Consumption of natural resources, whether slow or at a fast rate, shall finally result in exhaus­tion of our non-renewable resources at some point of time in future. However, we have little to worry about our mineral wealth as we cannot consume metals and minerals irreversibly. Recycling and reclamation of lower and lower grade of ores, shall provide something to us, though the product concerned may become more and more expensive.

The impending threat of exhaustion of our fossil fuels presents to us a greater worry. While we may exhaust our oil within 50-65 years, and natural gas in a hundred years or so, it is coal which is going to last the longest. As we learn to adapt ourselves to the use of alternative sources of energy, there shall be drastic changes in technologies, economics and our very life-styles. Man with his tremendous skill and adaptability should be able to withstand the fuel shock rather comfortably (Cook, 1976).
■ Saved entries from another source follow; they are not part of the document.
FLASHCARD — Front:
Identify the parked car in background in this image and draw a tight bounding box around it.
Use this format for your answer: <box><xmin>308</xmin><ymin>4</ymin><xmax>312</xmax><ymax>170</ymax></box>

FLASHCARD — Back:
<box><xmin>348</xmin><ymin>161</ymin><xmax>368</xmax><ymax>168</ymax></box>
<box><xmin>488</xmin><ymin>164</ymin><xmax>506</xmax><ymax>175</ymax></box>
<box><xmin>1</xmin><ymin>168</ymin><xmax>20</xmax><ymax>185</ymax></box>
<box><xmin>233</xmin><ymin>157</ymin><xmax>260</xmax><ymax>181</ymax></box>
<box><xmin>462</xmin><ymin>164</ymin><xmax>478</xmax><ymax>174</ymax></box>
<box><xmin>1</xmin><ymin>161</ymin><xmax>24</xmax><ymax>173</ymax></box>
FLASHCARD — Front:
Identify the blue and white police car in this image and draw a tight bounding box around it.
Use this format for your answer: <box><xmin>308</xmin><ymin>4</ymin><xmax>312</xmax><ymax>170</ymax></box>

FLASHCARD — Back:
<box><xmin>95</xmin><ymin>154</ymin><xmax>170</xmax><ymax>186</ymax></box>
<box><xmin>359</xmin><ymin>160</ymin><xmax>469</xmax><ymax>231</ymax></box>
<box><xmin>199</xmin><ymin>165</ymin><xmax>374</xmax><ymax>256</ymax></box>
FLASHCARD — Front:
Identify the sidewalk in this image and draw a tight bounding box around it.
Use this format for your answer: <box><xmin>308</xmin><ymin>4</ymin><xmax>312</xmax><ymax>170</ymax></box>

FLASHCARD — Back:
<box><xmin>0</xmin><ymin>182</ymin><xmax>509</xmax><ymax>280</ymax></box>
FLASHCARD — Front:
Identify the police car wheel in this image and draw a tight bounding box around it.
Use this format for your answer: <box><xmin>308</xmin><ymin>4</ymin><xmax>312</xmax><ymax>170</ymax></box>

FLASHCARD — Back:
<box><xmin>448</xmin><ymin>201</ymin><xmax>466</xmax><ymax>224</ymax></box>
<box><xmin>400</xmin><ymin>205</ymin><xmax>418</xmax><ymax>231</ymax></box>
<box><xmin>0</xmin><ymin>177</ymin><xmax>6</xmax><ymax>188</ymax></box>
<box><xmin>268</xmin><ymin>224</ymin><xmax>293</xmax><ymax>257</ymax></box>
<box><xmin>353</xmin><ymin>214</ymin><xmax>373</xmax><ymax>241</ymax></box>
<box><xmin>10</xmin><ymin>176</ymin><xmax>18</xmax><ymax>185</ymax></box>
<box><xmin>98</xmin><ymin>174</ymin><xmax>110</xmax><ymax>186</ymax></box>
Indeed, mankind has lived without minerals or fossil fuels for thousands of years. Wide-spread use of metals started about three thousand years ago while use of fossil fuels is about three hundred years old. Man can survive without these resources. However, our greatest worry is the gradual deterioration in the quality of environment which has been damaging the resources of biological origin.

These are renewable resources and it is these resources on which all life on this planet de­pends for their food supplies. For a growing human population we need an ever rising quantity of food, fresh water and other materials. This has placed enormous strain on our renewable resources which have so far been mercilessly over-exploited.


The deterioration in the quality of our environ­ment has slowly been damaging the very system which gives rise to these resources. Even under healthy conditions of environment most of the biotic resources can be exploited only upto a limited extent.

Over-exploitation leads to biological impoverishment causing a drastic reduction in its pro­ductivity. The system starts behaving like a non-renewable resource which may become completely defunct due to continued over-exploitation. The danger to its productivity becomes acute if the system has to work under adverse conditions of environment. (Eckholm 1991, Murdock 1971)

Clearly, such a state of rapid consumption of our natural resources, a steady impoverishment of our biological systems and deterioration in the quality of our environment cannot continue for long. It is unsustainable. At any point of time in future, the system could collapse, leaving the man­kind with acute shortages of food to eat, clothes to wear, and scarcities of all types.

Aggravating the situation are enormous inequalities of distribution, appalling injustices in allocation of resources, vested interests of people trying to corner for themselves a larger share through unscrupulous means. There are countries whose entire economy rests on exploitation of natural resources only – there is no other way for survival. About 20% of the global population now enjoys a life of wasteful luxuri­ance whereas much of remaining 80% live under conditions of utter poverty, scarcity and helpless­ness. Naturally such a world is not going to last for long (Ridker and Watson, 1980).